Мы переглянулись, улыбнулись. Всё же — идти по чистому снегу было светлей и как-то веселей, чем вчера по грязи, и морозец бодрил.
Румяный и даже весёлый приехал я из Суйды (бывшего имения Ганнибалов) домой.
Мама с волнением посмотрела на меня:
— Ну, как там? — спросила она.
— А что — вообще ничего! — бодро шмыгая после мороза носом, ответил я.
— А-а… папа родимый! — она махнула рукой.

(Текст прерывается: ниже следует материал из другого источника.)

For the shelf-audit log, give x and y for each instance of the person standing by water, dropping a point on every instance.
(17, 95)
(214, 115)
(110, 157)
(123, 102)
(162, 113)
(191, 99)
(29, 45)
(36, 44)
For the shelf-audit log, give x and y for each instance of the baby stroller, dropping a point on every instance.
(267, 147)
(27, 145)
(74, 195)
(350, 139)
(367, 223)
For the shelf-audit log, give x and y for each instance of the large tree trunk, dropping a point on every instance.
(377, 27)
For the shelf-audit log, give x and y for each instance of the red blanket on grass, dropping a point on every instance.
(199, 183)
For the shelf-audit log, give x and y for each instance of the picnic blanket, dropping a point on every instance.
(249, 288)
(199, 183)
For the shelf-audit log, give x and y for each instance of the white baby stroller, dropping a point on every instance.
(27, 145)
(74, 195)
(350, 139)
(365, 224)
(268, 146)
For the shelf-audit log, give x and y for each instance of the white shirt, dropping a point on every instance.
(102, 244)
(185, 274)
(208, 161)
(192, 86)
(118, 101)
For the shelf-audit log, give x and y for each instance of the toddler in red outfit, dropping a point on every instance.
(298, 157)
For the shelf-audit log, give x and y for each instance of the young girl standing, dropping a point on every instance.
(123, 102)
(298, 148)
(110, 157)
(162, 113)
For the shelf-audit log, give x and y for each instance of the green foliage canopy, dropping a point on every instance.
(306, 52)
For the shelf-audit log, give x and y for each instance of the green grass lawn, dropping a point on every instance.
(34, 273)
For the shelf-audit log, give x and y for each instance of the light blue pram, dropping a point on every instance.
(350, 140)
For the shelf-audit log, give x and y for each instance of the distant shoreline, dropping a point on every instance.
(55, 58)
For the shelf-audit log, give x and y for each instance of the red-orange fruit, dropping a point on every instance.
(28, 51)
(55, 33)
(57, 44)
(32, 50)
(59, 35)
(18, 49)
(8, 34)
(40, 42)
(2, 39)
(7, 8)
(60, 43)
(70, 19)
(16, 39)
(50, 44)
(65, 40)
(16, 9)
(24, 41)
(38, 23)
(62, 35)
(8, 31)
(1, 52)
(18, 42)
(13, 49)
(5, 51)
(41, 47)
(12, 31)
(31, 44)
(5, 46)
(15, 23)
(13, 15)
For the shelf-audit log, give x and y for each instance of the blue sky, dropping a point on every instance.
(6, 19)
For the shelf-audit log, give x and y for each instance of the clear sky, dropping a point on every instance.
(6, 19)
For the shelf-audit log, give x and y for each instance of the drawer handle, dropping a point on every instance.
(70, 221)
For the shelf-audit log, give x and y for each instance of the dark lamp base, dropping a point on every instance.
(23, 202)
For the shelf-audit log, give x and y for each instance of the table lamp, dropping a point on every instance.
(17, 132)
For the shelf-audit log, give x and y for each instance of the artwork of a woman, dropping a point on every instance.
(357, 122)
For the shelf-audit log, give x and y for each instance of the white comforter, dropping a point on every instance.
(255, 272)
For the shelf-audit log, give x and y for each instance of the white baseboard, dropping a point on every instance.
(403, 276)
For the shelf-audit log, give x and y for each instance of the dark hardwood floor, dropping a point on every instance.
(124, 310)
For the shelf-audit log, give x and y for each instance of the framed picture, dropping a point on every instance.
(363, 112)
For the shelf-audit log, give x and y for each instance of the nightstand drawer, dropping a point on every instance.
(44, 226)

Да, конечно… с точки зрения закрепления нашей семьи в Ленинграде всё это было безумием! Ведь мы же в Ленинград приехали жить! — тут мама была права абсолютно. И большое спасибо ей за то, что она не последовала советам горевестниц, что советовали ей: «Собирайся, Алевтина, с детишками, и переезжай! Спасай семью!» Да, от такого «спасения» мы все были бы в шоке, и особенно я — тут в городе появлялось всё больше важного, интересного… Ради нас, собственно, мама старалась, сохраняя дом и прописку… и спасибо ей! А отец, конечно, — не от мира сего!.. Я вспомнил, как мы с ним и с одним моим приятелем собирались пойти в роскошный, беломраморный кинотеатр «Родина» на отличный фильм «Чапаев». Мы с другом ждали его до без одной минуты начало, наконец, не выдержав, продали билет одному из многочисленных желающих… и тут из-за угла неторопливо вышел отец! Он шёл неторопливо и сосредоточенно, как верблюд… сеанс уже начался — но он навряд ли думал об этом… вдруг остановился у витрины углового магазина и, потрясённо откинувшись, долго смотрел… «Что он там мог увидеть такого особенного?» — я закипал яростью!